Almost half of the predicted 510 billion euros will come from Western Europe, where last year 252.9 billion euros was generated online. Eastern Europe generated a turnover of just 24.5 billion euros and this region also increased the slowest in 2015.
These are just one of many findings from Ecommerce Europe, who published its European B2c E-commerce Report, of which the light version can be downloaded for free. According to this association, the ecommerce turnover in Europe increased by 13.3 percent to reach 455.3 billion last year.
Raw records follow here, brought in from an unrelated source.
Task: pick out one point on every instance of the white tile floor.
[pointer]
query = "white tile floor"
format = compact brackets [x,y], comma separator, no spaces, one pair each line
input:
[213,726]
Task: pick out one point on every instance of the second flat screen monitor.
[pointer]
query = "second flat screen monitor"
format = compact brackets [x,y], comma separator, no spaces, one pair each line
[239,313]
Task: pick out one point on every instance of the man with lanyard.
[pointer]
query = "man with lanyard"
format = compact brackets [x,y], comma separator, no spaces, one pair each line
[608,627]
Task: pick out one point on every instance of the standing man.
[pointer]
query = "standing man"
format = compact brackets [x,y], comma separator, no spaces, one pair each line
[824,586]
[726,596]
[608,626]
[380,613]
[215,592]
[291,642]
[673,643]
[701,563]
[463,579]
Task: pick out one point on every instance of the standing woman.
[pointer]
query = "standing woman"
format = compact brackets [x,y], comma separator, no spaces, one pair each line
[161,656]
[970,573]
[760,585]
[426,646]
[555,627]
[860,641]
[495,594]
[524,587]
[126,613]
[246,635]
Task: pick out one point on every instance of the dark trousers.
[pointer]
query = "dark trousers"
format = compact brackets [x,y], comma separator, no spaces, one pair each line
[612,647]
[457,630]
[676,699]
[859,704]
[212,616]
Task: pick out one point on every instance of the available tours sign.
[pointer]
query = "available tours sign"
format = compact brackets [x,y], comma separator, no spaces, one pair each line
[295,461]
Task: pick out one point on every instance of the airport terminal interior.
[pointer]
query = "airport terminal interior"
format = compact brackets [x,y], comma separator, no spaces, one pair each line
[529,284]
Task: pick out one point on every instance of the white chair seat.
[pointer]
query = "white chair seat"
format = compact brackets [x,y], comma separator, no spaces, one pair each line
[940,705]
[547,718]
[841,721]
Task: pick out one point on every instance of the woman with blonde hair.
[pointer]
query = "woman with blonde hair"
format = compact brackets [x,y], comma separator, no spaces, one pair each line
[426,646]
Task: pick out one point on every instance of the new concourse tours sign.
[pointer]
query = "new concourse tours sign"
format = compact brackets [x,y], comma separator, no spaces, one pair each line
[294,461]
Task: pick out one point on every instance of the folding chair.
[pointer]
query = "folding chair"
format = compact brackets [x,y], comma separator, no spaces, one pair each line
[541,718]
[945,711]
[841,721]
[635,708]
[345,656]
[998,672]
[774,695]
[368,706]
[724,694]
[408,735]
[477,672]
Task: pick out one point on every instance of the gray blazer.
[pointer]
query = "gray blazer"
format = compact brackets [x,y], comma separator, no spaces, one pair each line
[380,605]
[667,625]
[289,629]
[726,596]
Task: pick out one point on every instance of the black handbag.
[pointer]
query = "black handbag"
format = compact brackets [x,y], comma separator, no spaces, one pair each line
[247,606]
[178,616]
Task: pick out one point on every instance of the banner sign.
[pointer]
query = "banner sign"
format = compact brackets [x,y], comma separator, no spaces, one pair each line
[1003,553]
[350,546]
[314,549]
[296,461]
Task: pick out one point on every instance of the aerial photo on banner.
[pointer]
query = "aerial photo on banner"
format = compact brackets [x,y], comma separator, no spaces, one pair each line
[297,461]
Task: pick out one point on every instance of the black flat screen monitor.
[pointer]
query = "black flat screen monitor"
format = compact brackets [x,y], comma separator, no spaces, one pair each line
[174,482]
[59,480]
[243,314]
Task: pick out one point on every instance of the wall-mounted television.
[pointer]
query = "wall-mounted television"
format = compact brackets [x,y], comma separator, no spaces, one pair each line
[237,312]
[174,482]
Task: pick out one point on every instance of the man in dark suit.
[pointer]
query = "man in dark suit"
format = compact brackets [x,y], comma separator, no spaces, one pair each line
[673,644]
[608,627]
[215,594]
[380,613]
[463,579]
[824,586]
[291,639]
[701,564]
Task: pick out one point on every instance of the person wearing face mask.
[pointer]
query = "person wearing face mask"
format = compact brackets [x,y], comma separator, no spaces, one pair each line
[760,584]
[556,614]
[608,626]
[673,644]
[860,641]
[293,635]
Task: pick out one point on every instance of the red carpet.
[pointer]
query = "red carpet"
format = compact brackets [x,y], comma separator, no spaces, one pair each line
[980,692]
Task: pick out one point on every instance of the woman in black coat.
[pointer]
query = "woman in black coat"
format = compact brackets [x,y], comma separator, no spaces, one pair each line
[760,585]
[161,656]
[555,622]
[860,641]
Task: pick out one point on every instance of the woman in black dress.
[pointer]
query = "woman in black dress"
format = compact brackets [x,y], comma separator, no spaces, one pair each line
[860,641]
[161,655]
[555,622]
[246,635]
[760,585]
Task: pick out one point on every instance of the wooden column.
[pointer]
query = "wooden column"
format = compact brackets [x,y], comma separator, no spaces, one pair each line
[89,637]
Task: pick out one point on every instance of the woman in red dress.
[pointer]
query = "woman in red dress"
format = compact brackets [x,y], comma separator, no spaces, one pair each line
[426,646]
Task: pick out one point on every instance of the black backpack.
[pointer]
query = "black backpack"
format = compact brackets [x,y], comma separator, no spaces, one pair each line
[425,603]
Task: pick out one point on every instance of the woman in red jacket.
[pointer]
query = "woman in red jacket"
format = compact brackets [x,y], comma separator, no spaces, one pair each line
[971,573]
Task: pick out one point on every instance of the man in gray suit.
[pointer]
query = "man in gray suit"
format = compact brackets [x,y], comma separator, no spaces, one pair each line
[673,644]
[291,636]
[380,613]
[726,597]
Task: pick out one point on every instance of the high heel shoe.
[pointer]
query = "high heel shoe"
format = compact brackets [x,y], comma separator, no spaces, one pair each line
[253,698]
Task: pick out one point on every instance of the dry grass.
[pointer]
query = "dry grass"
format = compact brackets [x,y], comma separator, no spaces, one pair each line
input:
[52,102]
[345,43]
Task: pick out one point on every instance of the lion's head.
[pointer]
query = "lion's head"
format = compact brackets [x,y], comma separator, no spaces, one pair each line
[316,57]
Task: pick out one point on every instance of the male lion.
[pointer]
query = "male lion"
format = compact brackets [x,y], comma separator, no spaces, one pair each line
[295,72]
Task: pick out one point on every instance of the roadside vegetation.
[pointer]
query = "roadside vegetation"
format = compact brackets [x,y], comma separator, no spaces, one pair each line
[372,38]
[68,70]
For this year, less growth is expected, as Ecommerce Europe predicts the industry will increase by 12 percent to reach 509.9 billion euros.
‘Full potential has not yet been reached’
There are about 296 million online shoppers in Europe at the moment, each of them spending an average of 1,540 euros online last year. Marlene ten Ham, secretary general at Ecommerce Europe, thinks the report provides a promising outlook for the ecommerce industry. “Today, only 43 percent of the European population of 15 years and older shop online, and 16 percent of them buy in another country. Moreover, 16 percent of SMEs sell online and less than half of them sell online across borders. The full potential of the European ecommerce market has not yet been reached”, she says.
Aside from the predicted 509.9 billion euros the industry is expected to be worth in 2016, Ecommerce Europe also looked at the more distant future. For 2017 the organization forecasts total online sales of goods and services being worth 598 billion euros, while in 2018 a total online revenue of 660 billion euros is predicted.
Fastest-growing ecommerce markets in Europe
Ecommerce Europe also looked at the fastest-growing ecommerce markets in Europe. Ukraine is the number one on this list, with a growth of 35 percent compared to 2014, followed by Turkey (34.9%) and Belgium (34.2%).
Aside from all the positive figures, growth rates and optimistic averages, Ecommerce Europe isn’t complete satisfied with the industry. Last week, it reacted on the ecommerce sector via its Cross-border Ecommerce Barometer. “The three main challenges for merchants striving to expand their business cross-border are legal fragmentation, taxation issues (VAT) and logistics/distribution.